例:「自分は世界を救う特別な力を持っている」「ノーベル賞を受賞する運命だ」
心気妄想:自分が重篤な病気にかかっていると信じる妄想。
例:「不治の病にかかっているのに誰も気づいてくれない」
嫉妬妄想:配偶者や恋人が浮気していると確信する妄想。
例:「妻が自分に隠れて浮気をしている証拠を探さなければならない」
うつ病の三大妄想
罪業妄想・貧困妄想・心気妄想です。否定的な内容の妄想が特徴的にみられます。
知覚に関する症状
- 錯覚
現実に存在するものを誤って知覚する現象。
例:「木の影を人の姿と見間違える」 - 幻覚
実際には存在しないものを知覚してしまう現象。
主な幻覚の種類
幻視
実際には存在しないものが見える。
例:「部屋に誰もいないのに人影が見える」「小動物や虫が這っているのが見える」
幻聴
実際には存在しない音や声が聞こえる。
例:「誰もいないのに悪口を言われている」「命令する声が聞こえる」
考想化声
自分の考えが声として聞こえる。
例:「頭の中の考えが声になって聞こえる」「自分の思考が外から読み上げられている」
体感幻覚
実際には起こっていない身体感覚を感じる。
例:「体の中に虫が這っている」「臓器が動いているように感じる」
感情に関する症状
- 抑うつ気分
強い悲しみや憂うつな気分が続く状態。興味や喜びを感じにくく、意欲が低下する。
例:「何をしても楽しくない」「気分が沈んで何もやる気が出ない」 - 躁気分
異常に高揚した気分が続く状態。自信過剰になり、活動的で話が止まらなくなることがある。

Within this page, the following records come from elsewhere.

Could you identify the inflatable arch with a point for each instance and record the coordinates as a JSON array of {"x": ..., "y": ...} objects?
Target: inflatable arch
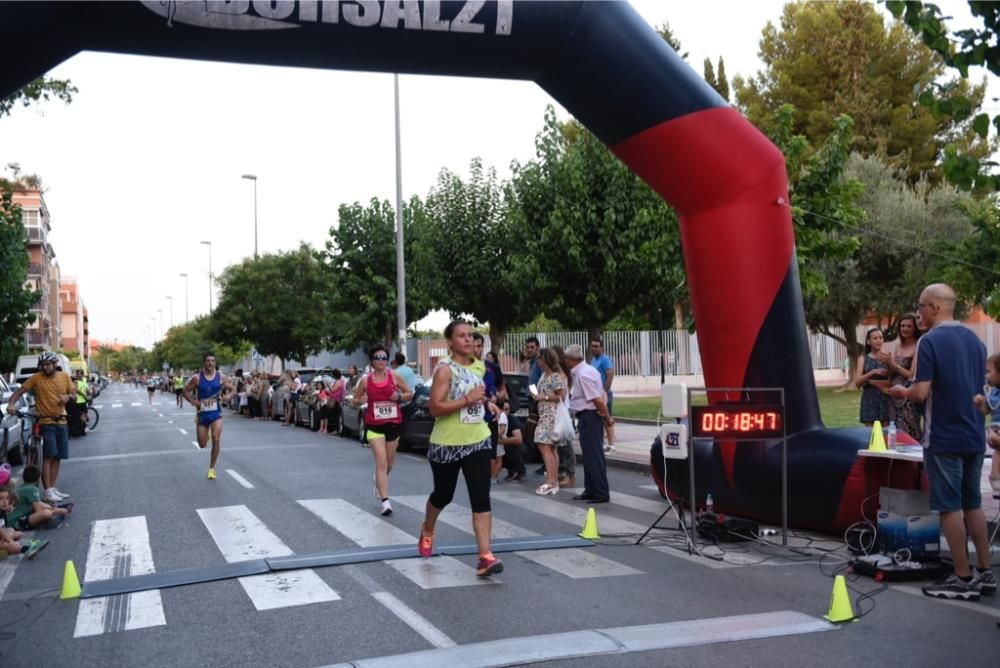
[{"x": 612, "y": 71}]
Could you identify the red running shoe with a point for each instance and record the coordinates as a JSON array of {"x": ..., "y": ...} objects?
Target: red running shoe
[
  {"x": 488, "y": 565},
  {"x": 425, "y": 546}
]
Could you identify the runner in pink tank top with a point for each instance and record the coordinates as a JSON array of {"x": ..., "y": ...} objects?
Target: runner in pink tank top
[{"x": 384, "y": 391}]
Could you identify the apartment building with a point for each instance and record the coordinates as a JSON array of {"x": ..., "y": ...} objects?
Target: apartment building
[
  {"x": 74, "y": 320},
  {"x": 43, "y": 272}
]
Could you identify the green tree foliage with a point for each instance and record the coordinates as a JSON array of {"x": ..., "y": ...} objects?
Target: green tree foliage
[
  {"x": 184, "y": 345},
  {"x": 42, "y": 88},
  {"x": 361, "y": 257},
  {"x": 468, "y": 251},
  {"x": 15, "y": 299},
  {"x": 906, "y": 236},
  {"x": 278, "y": 303},
  {"x": 722, "y": 82},
  {"x": 834, "y": 58},
  {"x": 963, "y": 49},
  {"x": 594, "y": 238}
]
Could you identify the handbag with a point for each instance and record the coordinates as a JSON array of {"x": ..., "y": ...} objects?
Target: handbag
[{"x": 563, "y": 429}]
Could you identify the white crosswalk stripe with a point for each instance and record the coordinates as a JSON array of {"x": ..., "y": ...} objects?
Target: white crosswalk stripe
[
  {"x": 119, "y": 547},
  {"x": 574, "y": 562},
  {"x": 369, "y": 531},
  {"x": 240, "y": 536}
]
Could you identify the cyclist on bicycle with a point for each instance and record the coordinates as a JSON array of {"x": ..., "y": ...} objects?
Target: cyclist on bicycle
[
  {"x": 52, "y": 390},
  {"x": 209, "y": 385}
]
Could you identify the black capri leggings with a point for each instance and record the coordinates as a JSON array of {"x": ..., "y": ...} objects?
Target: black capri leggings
[{"x": 476, "y": 470}]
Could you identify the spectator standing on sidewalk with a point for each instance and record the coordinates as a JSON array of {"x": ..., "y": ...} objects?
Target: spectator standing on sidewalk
[
  {"x": 949, "y": 373},
  {"x": 606, "y": 368},
  {"x": 587, "y": 401}
]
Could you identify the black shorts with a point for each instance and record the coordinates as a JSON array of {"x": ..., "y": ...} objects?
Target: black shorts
[{"x": 389, "y": 430}]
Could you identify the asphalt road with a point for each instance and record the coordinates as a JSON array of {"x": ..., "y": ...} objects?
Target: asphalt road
[{"x": 143, "y": 504}]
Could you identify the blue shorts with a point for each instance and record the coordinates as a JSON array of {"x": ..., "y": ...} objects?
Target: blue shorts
[
  {"x": 206, "y": 419},
  {"x": 55, "y": 441},
  {"x": 954, "y": 480}
]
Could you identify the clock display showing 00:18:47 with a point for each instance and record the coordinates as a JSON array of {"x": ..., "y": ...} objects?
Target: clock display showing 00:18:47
[{"x": 720, "y": 422}]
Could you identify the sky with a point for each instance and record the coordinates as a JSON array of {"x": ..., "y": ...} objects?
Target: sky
[{"x": 146, "y": 162}]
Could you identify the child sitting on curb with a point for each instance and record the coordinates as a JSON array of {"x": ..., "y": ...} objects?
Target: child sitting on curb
[
  {"x": 10, "y": 538},
  {"x": 31, "y": 512}
]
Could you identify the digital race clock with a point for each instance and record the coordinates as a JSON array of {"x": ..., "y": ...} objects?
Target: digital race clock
[{"x": 738, "y": 420}]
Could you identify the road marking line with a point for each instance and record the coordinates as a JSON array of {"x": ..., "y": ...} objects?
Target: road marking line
[
  {"x": 240, "y": 536},
  {"x": 415, "y": 621},
  {"x": 597, "y": 642},
  {"x": 573, "y": 562},
  {"x": 119, "y": 547},
  {"x": 240, "y": 479},
  {"x": 369, "y": 531}
]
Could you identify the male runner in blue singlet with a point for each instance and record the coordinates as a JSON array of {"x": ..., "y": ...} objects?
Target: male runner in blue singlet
[{"x": 208, "y": 384}]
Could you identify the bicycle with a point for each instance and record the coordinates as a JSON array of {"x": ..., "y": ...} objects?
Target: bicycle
[{"x": 32, "y": 448}]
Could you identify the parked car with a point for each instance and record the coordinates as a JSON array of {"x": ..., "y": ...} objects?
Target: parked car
[{"x": 13, "y": 429}]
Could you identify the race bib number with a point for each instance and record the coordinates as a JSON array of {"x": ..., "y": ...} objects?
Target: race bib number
[
  {"x": 473, "y": 414},
  {"x": 386, "y": 410}
]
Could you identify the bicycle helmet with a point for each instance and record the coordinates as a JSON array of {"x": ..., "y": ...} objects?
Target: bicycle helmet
[{"x": 47, "y": 356}]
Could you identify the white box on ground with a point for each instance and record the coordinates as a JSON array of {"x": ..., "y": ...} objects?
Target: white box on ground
[
  {"x": 674, "y": 440},
  {"x": 673, "y": 400}
]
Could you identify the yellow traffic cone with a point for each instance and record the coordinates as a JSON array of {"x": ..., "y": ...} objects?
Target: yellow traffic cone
[
  {"x": 590, "y": 526},
  {"x": 71, "y": 583},
  {"x": 877, "y": 442},
  {"x": 840, "y": 603}
]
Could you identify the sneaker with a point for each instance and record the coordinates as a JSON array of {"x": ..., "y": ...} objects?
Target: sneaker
[
  {"x": 952, "y": 587},
  {"x": 34, "y": 547},
  {"x": 488, "y": 565},
  {"x": 986, "y": 581},
  {"x": 425, "y": 546}
]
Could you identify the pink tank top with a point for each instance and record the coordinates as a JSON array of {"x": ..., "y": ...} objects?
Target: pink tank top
[{"x": 382, "y": 407}]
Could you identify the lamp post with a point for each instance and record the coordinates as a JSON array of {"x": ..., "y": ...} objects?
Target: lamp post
[
  {"x": 400, "y": 270},
  {"x": 186, "y": 319},
  {"x": 209, "y": 244},
  {"x": 253, "y": 177}
]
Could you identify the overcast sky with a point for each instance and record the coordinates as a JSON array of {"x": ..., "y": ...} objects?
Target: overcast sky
[{"x": 146, "y": 161}]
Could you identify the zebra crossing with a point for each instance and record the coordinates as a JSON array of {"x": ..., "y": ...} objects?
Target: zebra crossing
[{"x": 121, "y": 547}]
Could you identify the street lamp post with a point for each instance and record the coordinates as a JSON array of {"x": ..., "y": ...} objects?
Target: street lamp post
[
  {"x": 186, "y": 319},
  {"x": 253, "y": 177},
  {"x": 209, "y": 244}
]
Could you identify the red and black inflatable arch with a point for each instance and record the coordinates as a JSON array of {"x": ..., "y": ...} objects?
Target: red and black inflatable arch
[{"x": 619, "y": 78}]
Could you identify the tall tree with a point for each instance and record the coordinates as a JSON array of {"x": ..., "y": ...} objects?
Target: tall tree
[
  {"x": 276, "y": 302},
  {"x": 972, "y": 47},
  {"x": 595, "y": 238},
  {"x": 42, "y": 88},
  {"x": 468, "y": 252},
  {"x": 361, "y": 257},
  {"x": 833, "y": 58},
  {"x": 15, "y": 298}
]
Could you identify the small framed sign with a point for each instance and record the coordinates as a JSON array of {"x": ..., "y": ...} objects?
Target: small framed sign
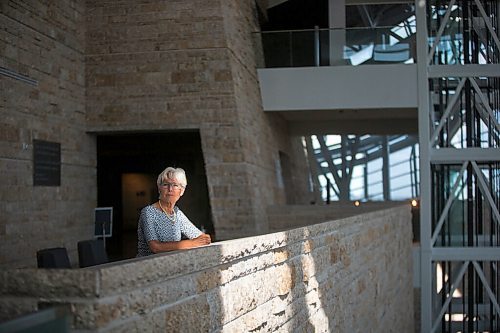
[
  {"x": 46, "y": 163},
  {"x": 103, "y": 219}
]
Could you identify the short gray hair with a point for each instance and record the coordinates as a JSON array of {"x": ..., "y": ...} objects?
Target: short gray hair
[{"x": 172, "y": 173}]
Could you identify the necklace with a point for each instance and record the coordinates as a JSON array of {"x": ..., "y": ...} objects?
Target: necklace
[{"x": 171, "y": 217}]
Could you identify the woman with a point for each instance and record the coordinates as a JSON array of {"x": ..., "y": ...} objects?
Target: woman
[{"x": 162, "y": 224}]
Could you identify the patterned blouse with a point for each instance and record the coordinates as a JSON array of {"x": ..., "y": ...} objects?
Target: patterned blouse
[{"x": 155, "y": 225}]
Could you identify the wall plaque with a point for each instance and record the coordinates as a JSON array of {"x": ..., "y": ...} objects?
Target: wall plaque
[{"x": 46, "y": 163}]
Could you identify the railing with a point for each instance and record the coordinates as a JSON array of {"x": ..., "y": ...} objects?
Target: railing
[{"x": 331, "y": 47}]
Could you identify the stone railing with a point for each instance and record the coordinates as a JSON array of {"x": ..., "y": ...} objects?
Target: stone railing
[{"x": 348, "y": 275}]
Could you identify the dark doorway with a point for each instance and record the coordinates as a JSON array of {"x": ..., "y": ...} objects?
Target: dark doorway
[{"x": 127, "y": 168}]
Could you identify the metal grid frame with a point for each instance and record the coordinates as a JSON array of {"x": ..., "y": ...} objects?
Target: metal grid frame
[{"x": 468, "y": 266}]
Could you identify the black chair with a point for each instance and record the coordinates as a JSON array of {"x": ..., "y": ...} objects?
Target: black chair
[
  {"x": 56, "y": 257},
  {"x": 91, "y": 252}
]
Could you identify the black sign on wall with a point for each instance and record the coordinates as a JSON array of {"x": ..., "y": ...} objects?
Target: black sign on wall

例:「なんでもできる気がする」「エネルギーが溢れて眠らなくても平気」 - 感情失禁
ちょっとしたことで涙を流したり、笑いが止まらなくなるなど、感情を抑えられなくなる状態。
例:「些細なことで涙があふれる」「自分でも制御できず突然笑い出す」 - 感情鈍麻
喜怒哀楽の感情が乏しくなり、周囲の出来事に対して反応が薄くなる状態。.
例:「嬉しいことがあっても何も感じない」「何が起きても無関心で感情が湧かない」
記憶に関する症状
- 前向性健忘
新しい記憶を形成できない状態。 - 逆向性健忘
過去の出来事を思い出せない状態。 - 作話
記憶の欠損を補うために、無意識のうちに作り話をしてしまう現象。 - 記憶錯誤
実際には体験していないことを、あたかも体験したかのように思い出してしまう現象。 - 見当識障害
時間、場所、人物など、自分が置かれている状況を認識する能力を見当識といい、これらのいずれか、またはすべてが障害された状態をいいます。
意識に関する症状
- 意識障害
昏睡
完全に意識を失い、強い刺激を与えても反応しない状態。
昏迷
外部刺激に対する反応が極端に低下し、ほとんど動かない状態。強い刺激に対してわずかに反応が見られることがある。
意識混濁
意識がはっきりせず、注意や判断力が低下している状態。
意識変容
意識の清明さが低下し、幻覚や錯覚、興奮などの精神症状が現れる状態。
- せん妄
注意や理解、記憶などの機能が急性に低下し、変動することを特徴とする状態。
その他の症状
- カタレプシー
筋肉の緊張が異常に高まり、受動的に取らせた姿勢を長時間保持してしまう。 - カタプレキシー
強い感情(驚き・笑い・怒り・興奮など)によって、突然筋肉の力が抜ける発作。 - アカシジア
じっとしていられず、体を動かさずにはいられない不快な感覚。抗精神病薬の副作用によるものが多い。